Abwanderung ukrainischer Schüler und Debatte über Wehrpflichtalter

Von Jewgeni Posdnjakow

Zum neuen Schuljahr verließen 300.000 Schüler die Ukraine, wie die Abgeordnete der Werchowna Rada, Nina Juschanina, ausführt. Ein starker Hinweis darauf, dass vonseiten der Regierung keine klaren Perspektiven für die Zukunft aufgezeigt werden. Auch Bildungsminister Oxen Lissowoi thematisierte vergangene Woche die zunehmende Zahl junger Menschen, die das Land verlassen, insbesondere Schüler oberer Klassenstufen.

Lissowoi betonte ebenfalls, dass hochwertige Bildungsangebote junge Menschen davon überzeugen könnten, in der Ukraine zu bleiben. Er äußerte die Meinung, dass die Bildungseinrichtungen in der Ukraine durchaus mit denen im Westen mithalten könnten, jedoch wählten viele Studierende dennoch ausländische Universitäten, beeinflusst durch „Mythen über das Ausland“.

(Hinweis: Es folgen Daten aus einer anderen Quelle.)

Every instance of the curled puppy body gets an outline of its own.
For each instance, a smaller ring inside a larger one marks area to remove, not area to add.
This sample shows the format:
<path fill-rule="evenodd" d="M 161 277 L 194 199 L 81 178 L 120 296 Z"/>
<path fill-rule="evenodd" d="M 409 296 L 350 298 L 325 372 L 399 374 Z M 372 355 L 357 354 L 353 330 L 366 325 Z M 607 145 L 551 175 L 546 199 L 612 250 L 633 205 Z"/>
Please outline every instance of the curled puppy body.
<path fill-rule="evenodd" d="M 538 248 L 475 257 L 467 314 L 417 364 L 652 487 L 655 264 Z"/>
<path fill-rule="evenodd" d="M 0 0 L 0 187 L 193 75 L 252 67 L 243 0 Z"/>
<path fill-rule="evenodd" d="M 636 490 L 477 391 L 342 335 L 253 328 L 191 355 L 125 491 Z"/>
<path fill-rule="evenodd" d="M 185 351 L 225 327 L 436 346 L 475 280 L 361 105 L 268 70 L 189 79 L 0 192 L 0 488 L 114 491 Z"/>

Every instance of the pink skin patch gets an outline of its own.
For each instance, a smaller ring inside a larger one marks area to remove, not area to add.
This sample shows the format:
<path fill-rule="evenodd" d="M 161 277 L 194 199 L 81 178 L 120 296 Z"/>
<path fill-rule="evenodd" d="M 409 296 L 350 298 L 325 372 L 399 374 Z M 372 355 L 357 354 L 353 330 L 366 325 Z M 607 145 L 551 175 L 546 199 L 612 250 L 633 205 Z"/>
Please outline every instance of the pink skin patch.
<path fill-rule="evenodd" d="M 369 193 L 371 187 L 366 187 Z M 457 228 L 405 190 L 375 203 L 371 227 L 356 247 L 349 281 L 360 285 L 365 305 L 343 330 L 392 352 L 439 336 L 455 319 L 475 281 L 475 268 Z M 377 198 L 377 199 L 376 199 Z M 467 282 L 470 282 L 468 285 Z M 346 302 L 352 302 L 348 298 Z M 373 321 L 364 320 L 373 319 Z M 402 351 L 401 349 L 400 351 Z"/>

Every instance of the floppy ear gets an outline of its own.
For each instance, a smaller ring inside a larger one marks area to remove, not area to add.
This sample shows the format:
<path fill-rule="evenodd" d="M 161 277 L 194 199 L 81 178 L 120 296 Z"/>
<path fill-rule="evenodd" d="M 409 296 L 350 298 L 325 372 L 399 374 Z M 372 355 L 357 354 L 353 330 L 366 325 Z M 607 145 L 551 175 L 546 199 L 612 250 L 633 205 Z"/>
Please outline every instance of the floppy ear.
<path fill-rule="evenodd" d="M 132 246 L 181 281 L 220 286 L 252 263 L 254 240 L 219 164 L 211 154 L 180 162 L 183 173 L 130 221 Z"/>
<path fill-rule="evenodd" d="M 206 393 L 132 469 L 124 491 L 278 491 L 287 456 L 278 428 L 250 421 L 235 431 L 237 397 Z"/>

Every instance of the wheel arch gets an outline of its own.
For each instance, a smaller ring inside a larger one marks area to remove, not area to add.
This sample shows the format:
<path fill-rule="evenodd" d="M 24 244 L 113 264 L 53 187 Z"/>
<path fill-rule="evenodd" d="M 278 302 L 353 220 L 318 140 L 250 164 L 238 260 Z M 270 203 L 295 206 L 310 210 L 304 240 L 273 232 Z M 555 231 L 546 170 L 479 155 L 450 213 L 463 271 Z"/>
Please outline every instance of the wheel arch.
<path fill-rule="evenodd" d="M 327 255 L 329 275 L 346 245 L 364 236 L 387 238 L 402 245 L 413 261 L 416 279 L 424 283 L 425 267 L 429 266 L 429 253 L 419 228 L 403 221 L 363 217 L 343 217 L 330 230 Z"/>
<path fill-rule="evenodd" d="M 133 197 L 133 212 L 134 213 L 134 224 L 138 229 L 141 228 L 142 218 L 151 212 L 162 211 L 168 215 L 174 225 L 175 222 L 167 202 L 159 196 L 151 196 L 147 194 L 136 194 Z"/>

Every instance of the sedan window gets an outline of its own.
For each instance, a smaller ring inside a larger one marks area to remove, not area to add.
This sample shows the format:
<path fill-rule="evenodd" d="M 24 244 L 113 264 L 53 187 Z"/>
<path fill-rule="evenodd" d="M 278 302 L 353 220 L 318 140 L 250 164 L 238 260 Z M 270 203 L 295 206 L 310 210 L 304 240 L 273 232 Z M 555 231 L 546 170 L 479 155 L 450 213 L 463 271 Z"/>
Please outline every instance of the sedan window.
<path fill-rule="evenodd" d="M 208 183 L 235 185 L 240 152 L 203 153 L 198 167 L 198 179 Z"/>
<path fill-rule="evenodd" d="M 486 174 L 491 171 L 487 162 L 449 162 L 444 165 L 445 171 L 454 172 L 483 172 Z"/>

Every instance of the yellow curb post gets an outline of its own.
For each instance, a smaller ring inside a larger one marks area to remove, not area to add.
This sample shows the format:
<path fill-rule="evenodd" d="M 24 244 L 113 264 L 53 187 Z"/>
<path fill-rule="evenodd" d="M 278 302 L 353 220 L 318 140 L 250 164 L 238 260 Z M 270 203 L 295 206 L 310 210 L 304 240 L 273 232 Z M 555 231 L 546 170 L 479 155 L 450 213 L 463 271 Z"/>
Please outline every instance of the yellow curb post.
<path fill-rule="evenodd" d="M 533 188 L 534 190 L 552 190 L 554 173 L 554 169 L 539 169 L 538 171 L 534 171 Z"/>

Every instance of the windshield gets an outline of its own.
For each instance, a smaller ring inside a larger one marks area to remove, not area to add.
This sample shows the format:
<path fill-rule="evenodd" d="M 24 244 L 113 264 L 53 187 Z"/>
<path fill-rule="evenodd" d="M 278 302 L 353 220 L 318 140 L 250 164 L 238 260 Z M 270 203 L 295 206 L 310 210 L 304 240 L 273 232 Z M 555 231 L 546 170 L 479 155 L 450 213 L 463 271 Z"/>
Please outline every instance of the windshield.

Interessant ist der zeitliche Zusammenhang der Abwanderung mit Überlegungen zur Senkung des Wehrpflichtalters in der Ukraine, vor allem bei jungen Männern. So berichtete die Abgeordnete Maria Ionowa, dass insbesondere die westlichen Verbündeten die ukrainische Regierung zu einer Herabsetzung des Wehrpflichtalters drängen würden. Dies bestätigte Sergei Leschtschenko, ein Berater des Büroleiters von Wladimir Selenskij, und verwies auf das Wehrpflichtalter in den USA während des Vietnamkriegs als Vergleichsargument.

Leschtschenko erwähnte, dass Selenskij standhaft bleibe und weiterhin auch ohne eine Änderung der Wehrpflichtaltersgrenze um Waffenlieferungen werbe. In militaristischen Kreisen werden dennoch Stimmen laut, die eine Senkung des Wehrpflichtalters befürworten. Als Beispiel führt Igor Obolenski, Kommandeur der 13. Brigade der Nationalgarde “Chartija”, an, dass eine Herabsetzung des Wehrpflichtalters auf 21 Jahre das Land demografisch nicht wesentlich schaden würde, da die Sterblichkeit im Kampfgebiet nicht „total“ sei.

Zudem berichtete die Nachrichtenagentur TASS, dass Selenskij bereits im April einer Herabsetzung zugestimmt hatte, wodurch nun Bürger ab 25 statt vorher ab 27 Jahren eingezogen werden können. Über die Option, das Wehrpflichtalter auf 18 Jahre zu senken, wurde lange debattiert.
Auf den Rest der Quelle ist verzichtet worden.